Labor Market: BLS vs ADP


The Employment Situation for October and November shows that the national unemployment rate rose to 4.6 percent in November. Payroll employment increased only modestly in November (+64 000) according to the establishment survey, reflecting gains in health care and construction but declines in federal government employment. In contrast, the ADP National Employment Report estimated that private employers shed roughly 32 000 jobs during November, with losses concentrated in manufacturing, professional and business services, information, and construction. Gains were limited to education and health services and leisure and hospitality. The divergence between BLS and ADP data suggests that hiring is softening, with private employers becoming more cautious even as some sectors continue to add workers. With unemployment edging higher and ADP showing job losses, the labour market appears to be cooling but not collapsing.


Yield Curve Analysis


U.S. Treasury yields in November 2025 maintained a normal yet flattened curve. On average during the month, the difference between ten‑year and two‑year Treasury yields was about 0.54 percentage points, indicating that investors still require a modest premium for longer maturities. A positive spread implies expectations of continued economic growth and inflation, albeit at subdued rates. However, the curve remains much flatter than in a typical expansion, and any renewed narrowing or inversion would signal increased recession risk. November’s persistent but small positive spread therefore reflects cautious optimism balanced against signs of slowing momentum.

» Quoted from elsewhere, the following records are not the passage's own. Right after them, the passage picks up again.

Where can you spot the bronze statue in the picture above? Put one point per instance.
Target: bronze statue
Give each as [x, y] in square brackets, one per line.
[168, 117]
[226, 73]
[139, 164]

Manufacturing and Business Activity


The ISM Manufacturing PMI slipped to 48.2 percent in November 2025, down from 48.7 in October, remaining below the 50‑percent threshold that separates expansion from contraction. November marked the ninth consecutive month of manufacturing contraction. Sub‑indices showed that new orders declined further, employment fell to about 44 percent, and price pressures intensified. Production rebounded slightly as firms worked through backlogs, but overall factory activity remained weak. Only a small subset of industries reported growth, while most continued to face sluggish domestic and export demand. The November PMI thus underscores the ongoing challenges in the goods‑producing sector.


Integrated Economic Outlook


Taken together, November’s indicators portray an economy still expanding but increasingly late‑cycle. The unemployment rate has risen to 4.6 percent, and ADP’s estimate of a 32 000 job loss points to softening labour demand. The manufacturing sector remains in contraction, with the PMI at 48.2 percent signalling continued weakness in factory activity. The Treasury yield curve is positive but flat, with a ten‑year minus two‑year spread around 0.54 percentage points, suggesting moderate growth expectations. These mixed signals—sluggish job growth, contracting manufacturing, and a flattened yield curve—imply that the U.S. economy is losing momentum even as overall output continues to grow.


What to Watch Next Month


• Monitor the December Employment Situation (released in early January) for signs that the unemployment rate is stabilizing or rising further and whether payroll growth remains subdued.


• Compare ADP’s December private‑sector employment estimate with the BLS figures to gauge whether private hiring continues to soften.


• Watch the manufacturing PMI for any move toward or away from the 50‑point mark, indicating stabilization or renewed decline in factory activity.


• Track changes in the ten‑year minus two‑year Treasury yield spread; a widening spread would suggest improving growth expectations, while a narrowing or inversion would raise concerns about a downturn.


• Observe consumer spending over the holiday season and early indicators for 2026, as household demand will be critical in sustaining economic growth.